Data Structures in Popular Blockchains
tags: blockchain rust bitcoin ethereum polkadot substrate near nervos@hacking
Description/Summary
Data structures in popular rust blockchains.Content
Not as simple as I thought, data structure are designed quite differently in different projects.
Let’s take a look at some examples.
Bitcoin
A block header contains these fields: 4 Bytes Version Block version number 32 Bytes hashPrevBlock 256-bit hash of the previous block header 32 Bytes hashMerkleRoot 256-bit hash based on all of the transactions in the block 4 Bytes Time Current block timestamp as seconds since 1970-01-01T00:00 UTC 4 Bytes Bits Current target in compact format 4 Bytes Nonce 32-bit number (starts at 0)

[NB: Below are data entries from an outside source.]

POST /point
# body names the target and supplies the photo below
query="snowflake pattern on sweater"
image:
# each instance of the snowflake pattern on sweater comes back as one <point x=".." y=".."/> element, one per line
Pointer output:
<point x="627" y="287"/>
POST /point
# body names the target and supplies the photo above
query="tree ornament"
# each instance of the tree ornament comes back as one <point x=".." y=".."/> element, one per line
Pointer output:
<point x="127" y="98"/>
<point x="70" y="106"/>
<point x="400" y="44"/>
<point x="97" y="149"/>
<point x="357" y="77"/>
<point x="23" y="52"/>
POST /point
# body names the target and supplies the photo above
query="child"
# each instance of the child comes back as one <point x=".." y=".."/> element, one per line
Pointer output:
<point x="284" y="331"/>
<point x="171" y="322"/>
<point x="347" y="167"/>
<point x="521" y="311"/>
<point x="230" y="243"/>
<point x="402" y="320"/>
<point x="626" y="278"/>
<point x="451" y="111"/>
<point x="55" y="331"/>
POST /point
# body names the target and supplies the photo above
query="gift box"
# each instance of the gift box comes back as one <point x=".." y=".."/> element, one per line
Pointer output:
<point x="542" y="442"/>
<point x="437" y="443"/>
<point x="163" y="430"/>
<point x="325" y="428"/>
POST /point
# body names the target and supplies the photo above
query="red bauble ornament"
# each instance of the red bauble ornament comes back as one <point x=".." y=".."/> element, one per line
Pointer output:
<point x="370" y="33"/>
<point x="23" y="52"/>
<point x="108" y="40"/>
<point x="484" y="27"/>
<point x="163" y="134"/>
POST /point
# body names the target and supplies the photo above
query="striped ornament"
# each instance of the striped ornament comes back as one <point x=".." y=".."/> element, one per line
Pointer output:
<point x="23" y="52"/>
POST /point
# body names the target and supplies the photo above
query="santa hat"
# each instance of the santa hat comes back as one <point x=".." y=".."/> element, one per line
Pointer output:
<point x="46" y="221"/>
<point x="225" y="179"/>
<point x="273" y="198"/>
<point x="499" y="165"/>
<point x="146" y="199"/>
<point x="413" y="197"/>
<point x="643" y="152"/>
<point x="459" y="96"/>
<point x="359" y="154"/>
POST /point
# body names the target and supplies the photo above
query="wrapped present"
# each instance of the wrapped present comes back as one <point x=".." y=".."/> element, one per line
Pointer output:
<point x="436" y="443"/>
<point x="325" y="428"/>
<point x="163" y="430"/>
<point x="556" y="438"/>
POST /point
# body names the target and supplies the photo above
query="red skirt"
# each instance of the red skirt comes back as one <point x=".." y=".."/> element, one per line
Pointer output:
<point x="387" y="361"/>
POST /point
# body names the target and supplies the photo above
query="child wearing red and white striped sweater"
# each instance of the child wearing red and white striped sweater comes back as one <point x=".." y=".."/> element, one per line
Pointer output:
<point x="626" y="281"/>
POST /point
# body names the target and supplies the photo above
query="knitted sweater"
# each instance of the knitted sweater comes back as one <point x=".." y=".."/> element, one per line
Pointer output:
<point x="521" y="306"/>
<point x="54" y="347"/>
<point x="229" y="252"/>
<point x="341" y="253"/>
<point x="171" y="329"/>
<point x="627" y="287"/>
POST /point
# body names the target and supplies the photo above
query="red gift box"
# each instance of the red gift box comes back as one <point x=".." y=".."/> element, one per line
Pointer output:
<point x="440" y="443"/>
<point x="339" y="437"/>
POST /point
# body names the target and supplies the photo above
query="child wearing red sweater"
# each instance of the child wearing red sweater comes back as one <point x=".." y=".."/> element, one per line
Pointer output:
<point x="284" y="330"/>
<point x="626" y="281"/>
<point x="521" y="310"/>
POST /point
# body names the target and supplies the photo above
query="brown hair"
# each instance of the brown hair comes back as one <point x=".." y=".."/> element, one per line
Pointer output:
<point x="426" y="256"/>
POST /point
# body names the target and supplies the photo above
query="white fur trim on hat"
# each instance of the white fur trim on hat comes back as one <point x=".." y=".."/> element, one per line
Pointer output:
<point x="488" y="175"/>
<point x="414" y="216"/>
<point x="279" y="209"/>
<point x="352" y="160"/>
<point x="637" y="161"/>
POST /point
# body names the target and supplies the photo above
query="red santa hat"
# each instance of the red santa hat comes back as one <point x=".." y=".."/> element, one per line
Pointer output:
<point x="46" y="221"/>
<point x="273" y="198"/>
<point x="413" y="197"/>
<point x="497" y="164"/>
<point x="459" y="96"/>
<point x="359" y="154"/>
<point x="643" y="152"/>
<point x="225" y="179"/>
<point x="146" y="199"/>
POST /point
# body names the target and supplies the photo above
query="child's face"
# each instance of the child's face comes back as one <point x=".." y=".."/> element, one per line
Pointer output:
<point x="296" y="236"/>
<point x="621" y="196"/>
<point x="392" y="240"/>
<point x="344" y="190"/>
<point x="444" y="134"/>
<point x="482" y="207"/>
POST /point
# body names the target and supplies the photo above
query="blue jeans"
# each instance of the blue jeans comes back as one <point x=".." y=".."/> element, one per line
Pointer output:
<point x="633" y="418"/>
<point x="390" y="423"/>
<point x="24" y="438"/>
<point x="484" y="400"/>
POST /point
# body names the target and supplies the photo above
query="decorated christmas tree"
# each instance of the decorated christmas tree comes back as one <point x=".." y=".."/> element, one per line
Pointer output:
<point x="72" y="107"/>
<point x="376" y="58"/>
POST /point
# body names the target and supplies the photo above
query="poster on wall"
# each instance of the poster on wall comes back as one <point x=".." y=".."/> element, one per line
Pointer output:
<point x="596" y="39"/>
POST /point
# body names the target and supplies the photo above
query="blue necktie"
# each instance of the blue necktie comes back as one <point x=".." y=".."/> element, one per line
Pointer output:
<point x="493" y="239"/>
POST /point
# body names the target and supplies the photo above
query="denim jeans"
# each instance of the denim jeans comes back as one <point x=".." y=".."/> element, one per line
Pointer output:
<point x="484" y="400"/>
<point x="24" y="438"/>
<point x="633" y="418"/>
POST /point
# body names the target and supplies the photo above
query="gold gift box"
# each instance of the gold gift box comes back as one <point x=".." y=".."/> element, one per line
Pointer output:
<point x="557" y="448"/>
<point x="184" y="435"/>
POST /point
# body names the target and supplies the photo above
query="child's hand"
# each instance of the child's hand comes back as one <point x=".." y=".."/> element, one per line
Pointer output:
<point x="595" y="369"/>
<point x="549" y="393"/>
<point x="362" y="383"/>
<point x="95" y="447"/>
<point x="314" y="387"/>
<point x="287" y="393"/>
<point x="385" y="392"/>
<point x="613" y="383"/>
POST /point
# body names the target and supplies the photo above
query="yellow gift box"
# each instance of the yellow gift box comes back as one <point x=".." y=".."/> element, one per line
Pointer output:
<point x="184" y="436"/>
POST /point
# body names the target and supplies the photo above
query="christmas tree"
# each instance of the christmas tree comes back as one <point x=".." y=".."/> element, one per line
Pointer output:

I started with the well-known example of Bitcoin. Its protocol is simple and clearly explained in the whitepaper.
src: rust-bitcoin/src/blockdata/block.rs
I like developers put an introduction in front of a page!
//! Bitcoin Block
//!
//! A block is a bundle of transactions with a proof-of-work attached,
//! which commits to an earlier block to form the blockchain. This
//! module describes structures and functions needed to describe
//! these blocks and the blockchain.
//!
A Bitcoin block data structure is simple, and it looks like this:
/// A Bitcoin block, which is a collection of transactions with an attached
/// proof of work.
#[derive(PartialEq, Eq, Clone, Debug)]
pub struct Block {
/// The block header
pub header: BlockHeader,
/// List of transactions contained in the block
pub txdata: Vec<Transaction>
}
And the blockheader:
/// A block header, which contains all the block's information except
/// the actual transactions
#[derive(Copy, PartialEq, Eq, Clone, Debug)]
pub struct BlockHeader {
/// The protocol version. Should always be 1.
pub version: i32,
/// Reference to the previous block in the chain
pub prev_blockhash: BlockHash,
/// The root hash of the merkle tree of transactions in the block
pub merkle_root: TxMerkleNode,
/// The timestamp of the block, as claimed by the miner
pub time: u32,
/// The target value below which the blockhash must lie, encoded as a
/// a float (with well-defined rounding, of course)
pub bits: u32,
/// The nonce, selected to obtain a low enough blockhash
pub nonce: u32,
}
In order to save disk space, Bitcoin uses Merkle tree to compress transaction history. Merkle tree is a binary hash tree. The `merkle_root` in the `BlockHeader` struct refers to the root of a Merkle tree, which indicates the proof of transaction history.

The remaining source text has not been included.